I'm glad you've got other friends to lean on who knew your friend. I don't know anyone else who knew mine, as we'd only been friends a couple of years through a sport and our circles hadn't yet mixed. It's so lonely grieving on your own (my friends have been lovely, but most had never even met her so just don't understand how special she was).

Funeral next week. Hoping it'll help in a way.

losssohard · 13/08/2025 22:36

@ForeverTipsyhow hard, mainly acquaintances I just think she and I had such a unique connection. She had lots of childhood friends and two sisters , plus her mum and step mum - but she and I connected as friends and were in similar professions. We had a lot of respect for each other that way. So we could lean on each other. It’s just devastating. She just got me, that’s all I can say. I do not have another friend like her - I simply don’t. It’s a huge huge loss. We had this deep connection and it’s just so bloody hard. we didn’t see each other enough and that’s it now I’ll never ever see her again. Never.

OP posts:
losssohard · 13/08/2025 22:37

I can say I loved her loved her so much.

OP posts:
losssohard · 13/08/2025 22:41

The one mutual friend we share has gone a bit quiet on me - but we’ve never socialised together so it’s kind of like we are friends with the same person but separate.

OP posts:
mumuseli · 13/08/2025 23:01

So sorry for your loss, OP. Those poor kids, losing their lovely mum. I agree with the PP that suggested offering to do things like pick up / drop off her kids with school. Grieving families often get lots of messages asking generally “if there’s anything I can do”… but sometimes it helps to offer something more specific to them that they can take you up on. xx

ForeverTipsy · 18/08/2025 16:02

How are you doing @losssohard ? I went to my friend's funeral today and can't stop crying. It hurts so much.
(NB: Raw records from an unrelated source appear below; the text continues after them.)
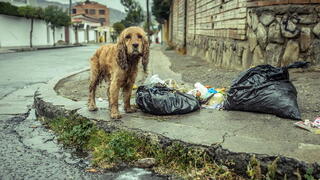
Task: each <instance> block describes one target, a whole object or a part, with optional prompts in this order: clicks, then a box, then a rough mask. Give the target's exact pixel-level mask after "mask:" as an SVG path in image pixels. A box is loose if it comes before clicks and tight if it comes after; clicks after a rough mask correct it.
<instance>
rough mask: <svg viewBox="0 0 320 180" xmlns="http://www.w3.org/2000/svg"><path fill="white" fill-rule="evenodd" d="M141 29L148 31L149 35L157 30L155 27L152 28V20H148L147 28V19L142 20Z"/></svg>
mask: <svg viewBox="0 0 320 180" xmlns="http://www.w3.org/2000/svg"><path fill="white" fill-rule="evenodd" d="M143 29H144V31H145V32H147V33H148V35H149V36H152V35H153V34H154V33H155V32H156V31H157V29H155V28H154V23H153V22H150V24H149V28H148V22H147V21H145V22H144V24H143Z"/></svg>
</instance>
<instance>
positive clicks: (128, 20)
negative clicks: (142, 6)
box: [121, 0, 144, 27]
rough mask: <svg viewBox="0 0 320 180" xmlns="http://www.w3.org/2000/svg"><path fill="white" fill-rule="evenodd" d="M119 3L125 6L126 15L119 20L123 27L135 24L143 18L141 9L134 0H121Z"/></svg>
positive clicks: (136, 2)
mask: <svg viewBox="0 0 320 180" xmlns="http://www.w3.org/2000/svg"><path fill="white" fill-rule="evenodd" d="M121 4H122V5H123V6H124V7H125V11H126V13H127V16H126V18H125V19H124V20H122V21H121V23H122V24H124V25H125V27H130V26H137V25H139V24H140V23H141V22H143V20H144V15H143V10H142V7H141V6H140V4H139V3H138V2H137V1H135V0H121Z"/></svg>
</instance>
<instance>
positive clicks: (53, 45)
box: [52, 27, 56, 46]
mask: <svg viewBox="0 0 320 180" xmlns="http://www.w3.org/2000/svg"><path fill="white" fill-rule="evenodd" d="M55 31H56V28H55V27H53V28H52V37H53V46H56V36H55Z"/></svg>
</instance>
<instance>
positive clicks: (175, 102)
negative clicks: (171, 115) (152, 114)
mask: <svg viewBox="0 0 320 180" xmlns="http://www.w3.org/2000/svg"><path fill="white" fill-rule="evenodd" d="M136 95H137V96H136V103H137V105H138V106H139V108H140V109H141V110H142V111H143V112H146V113H150V114H154V115H173V114H186V113H189V112H193V111H196V110H198V109H200V104H199V102H198V100H197V99H196V98H195V97H194V96H192V95H189V94H184V93H181V92H178V91H174V90H172V89H170V88H167V87H164V86H161V85H159V84H158V85H157V84H156V85H147V86H140V87H139V88H138V90H137V94H136Z"/></svg>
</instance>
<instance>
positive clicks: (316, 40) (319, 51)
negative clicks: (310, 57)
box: [311, 39, 320, 64]
mask: <svg viewBox="0 0 320 180" xmlns="http://www.w3.org/2000/svg"><path fill="white" fill-rule="evenodd" d="M311 51H312V55H313V59H314V63H315V64H320V39H315V40H314V41H313V43H312V46H311Z"/></svg>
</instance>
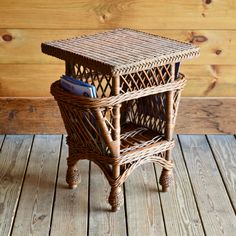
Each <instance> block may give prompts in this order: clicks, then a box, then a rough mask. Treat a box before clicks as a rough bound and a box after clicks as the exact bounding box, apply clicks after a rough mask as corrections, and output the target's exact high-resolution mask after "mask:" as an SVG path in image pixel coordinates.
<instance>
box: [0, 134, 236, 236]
mask: <svg viewBox="0 0 236 236" xmlns="http://www.w3.org/2000/svg"><path fill="white" fill-rule="evenodd" d="M176 140H177V145H176V147H175V149H174V152H173V158H174V160H175V170H174V177H175V183H174V185H173V187H172V190H171V191H170V192H168V193H162V192H160V191H159V189H160V186H159V185H158V183H157V179H158V178H159V176H160V170H161V169H160V167H159V166H154V165H152V164H147V165H144V166H142V167H140V168H139V169H137V170H136V171H135V172H133V174H132V175H131V176H130V177H129V179H128V181H127V182H126V183H125V185H124V187H123V192H124V200H125V204H124V206H123V207H122V208H121V210H120V211H119V212H117V213H112V212H110V211H109V209H110V207H109V205H108V203H107V198H108V195H109V186H108V183H107V181H106V179H105V178H104V176H103V174H102V173H101V171H100V170H99V168H98V167H97V166H96V165H94V164H93V163H91V164H90V163H89V162H88V161H81V162H80V165H79V166H80V171H81V176H82V182H81V184H80V185H79V188H77V189H76V190H69V189H68V188H67V185H66V183H65V172H66V157H67V147H66V144H65V138H64V137H63V136H60V135H35V136H31V135H16V136H13V135H7V136H4V135H2V136H0V147H1V152H0V235H1V236H5V235H24V236H25V235H39V236H41V235H55V236H58V235H63V236H64V235H78V236H83V235H85V236H86V235H98V236H100V235H106V236H107V235H114V236H119V235H121V236H124V235H129V236H132V235H133V236H137V235H141V236H146V235H147V236H149V235H155V236H156V235H161V236H162V235H174V236H178V235H181V236H182V235H187V236H188V235H197V236H200V235H209V236H216V235H227V236H233V235H236V217H235V212H236V139H235V136H233V135H208V136H204V135H180V136H178V137H176Z"/></svg>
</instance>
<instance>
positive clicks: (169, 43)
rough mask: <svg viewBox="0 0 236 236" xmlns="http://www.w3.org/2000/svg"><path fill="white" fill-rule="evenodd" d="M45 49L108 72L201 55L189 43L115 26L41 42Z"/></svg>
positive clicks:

losssohard · 18/08/2025 19:28

Hi @ForeverTipsyoh gosh, I am just exhausted. Problem being no time to grieve cos I’m not in a circle of anyone else who quite knew her like me.

I’m so very very sorry. I wish I had answers.

OP posts:
ForeverTipsy · 18/08/2025 20:05

losssohard · 18/08/2025 19:28

Hi @ForeverTipsyoh gosh, I am just exhausted. Problem being no time to grieve cos I’m not in a circle of anyone else who quite knew her like me.

I’m so very very sorry. I wish I had answers.

I don't know anyone else who knew my friend, either, apart from my dh. My friends knew of her, and a few met her once, but that's it. It's such a weird place to be, but luckily I have friends who are being amazingly supportive and checking in with me regularly, sending messages with hugs and love and arranging to meet up with me so I can talk about her. I am blessed with my friends.

CharSiu · 18/08/2025 21:03

I had a lovely friend who died at 41, it was out of the blue from a DVT. I felt very helpless and it affected me deeply. What I did do was visit her Father and stay in touch with him. We had been work colleagues and I had not met him before. He was already a Widower and she had been his only child that’s how I thought I could carry on being a decent friend.